9


◇ ◇ ◇ ◇



 なんとも言えない空気がお店の中にただよっている。

 けれど、神様二人はまったく気にせず、自分がやりたいことを各々おのおのしていた。


 ……うん、この二人はダメだ。



「ねぇねぇ」



 隣に座る橘さんの服のすそをちょんちょんと引っ張った。



「どうしました?」

「おみみ、かしてくださいな」



 背中を丸めて耳を近づけてくれた橘さんの耳元に、両手で円を作って持っていく。



「るいおねーちゃまたち、おそいね」

「そうですね」

「くろきしゃんとなかなおり、できるとおもう?」

「どうでしょう。そればかりはなんとも……」

「ミャウ」



 え? ミャウ?

 なんともミャウ?


 可愛い鳴き声が橘さんの口……ではなく、頭の上から発せられた。



「……うわぁ!」



 白い小さな虎――ホワイトタイガーと呼ばれる種類なんだろう小虎が、橘さんの頭に前脚をかけるようにして私を見下ろしている。

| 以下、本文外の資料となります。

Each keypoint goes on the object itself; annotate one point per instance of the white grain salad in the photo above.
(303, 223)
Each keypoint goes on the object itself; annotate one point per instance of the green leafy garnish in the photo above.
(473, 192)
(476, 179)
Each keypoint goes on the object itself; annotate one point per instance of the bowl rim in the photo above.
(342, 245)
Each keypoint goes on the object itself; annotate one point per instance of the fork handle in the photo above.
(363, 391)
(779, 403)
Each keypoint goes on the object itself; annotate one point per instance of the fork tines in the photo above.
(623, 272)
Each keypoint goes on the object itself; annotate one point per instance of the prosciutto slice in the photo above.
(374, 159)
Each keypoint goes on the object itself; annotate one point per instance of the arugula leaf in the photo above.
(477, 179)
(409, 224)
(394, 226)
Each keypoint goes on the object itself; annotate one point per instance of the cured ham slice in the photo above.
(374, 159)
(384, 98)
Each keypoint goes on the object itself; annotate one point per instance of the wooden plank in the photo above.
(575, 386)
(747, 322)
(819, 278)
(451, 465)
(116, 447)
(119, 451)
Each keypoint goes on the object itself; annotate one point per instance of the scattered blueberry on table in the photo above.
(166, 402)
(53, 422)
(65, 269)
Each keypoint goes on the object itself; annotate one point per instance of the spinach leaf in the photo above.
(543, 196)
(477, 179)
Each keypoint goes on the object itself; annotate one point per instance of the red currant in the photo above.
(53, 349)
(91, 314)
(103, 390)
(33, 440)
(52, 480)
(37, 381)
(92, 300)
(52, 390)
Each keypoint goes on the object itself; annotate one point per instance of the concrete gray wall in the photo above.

 動物園では見たことがあるけど、それも成獣になった虎で、こんな一目で子供と分かるコは初めて見た。



「西の疾風はやてではないか?」

「ちょっと雅さん、すみません」



 橘さんが頭の上に手を伸ばし、疾風と呼ばれた小虎を下ろす。

 疾風は橘さんの膝に大人しくちょこんと座った。



「ねぇ、橘さん。なんか首のところについてない?」

「本当ですね。首の鈴ひもに結び文が」



 参拝客が引いたおみくじを結ぶような結び方で紐に結ばれていた。

 それを橘さんが取り、目で書かれている文字を追い始める。


 その間に、恐る恐る小虎へ手を伸ばすと、向こうから頭をり寄せてきた。


 ……んんっ! もふもふ。



「……陛下。西の鳳さんが重傷だそうです」

「えっ!?」



 西の鳳さんって、あの鳳さん!? 海斗さんや綾芽もその昔、ものすごくしごかれたっていう強者の鳳さん!?

 なんで重傷!? 何があったの?



「また、これ幸いと離反者も大勢でたとのことです」

「……それは誰からだ?」

「西で副官を務めている泰原さんです」

「なるほど。鳳が次の長にと温めている男か。それで、鳳はどこで治療を?」

「都を出てすぐの山麓さんろくの病院だそうです。幸い、命に別状はないそうですが」

「そうか。他には?」

「指示はこれ以降、北の八尋さんが出すそうです。離反者の名も夏生さんの指示により控えていると」

「さすがだな。……雅」

「あい」



 帝様がこちらに軽く首を曲げて目を向けてくる。



「少しの間なら構わんだろう。あまり無茶をせんというなら見舞いへ行くか?」



 それはもちろん。


 でも、今は……。



「……るいおねーちゃまが」

「なに。これは黒木と瑠衣の問題。それにほら」



 帝様が奥のバックヤードへ続く扉を指さした。

 すると、直に扉が開き、なんだか神妙な面持ちの瑠衣さんと奏様が出てきた。



「ごめんなさい、みんな。これから黒木と二人きりで話があるの」

「るいおねーちゃま」

「雅ちゃん、またね」



 そう言われると、うんと頷くことしかできない。


 バイバイと手を振って、後ろ髪を引かれながらお店を出た。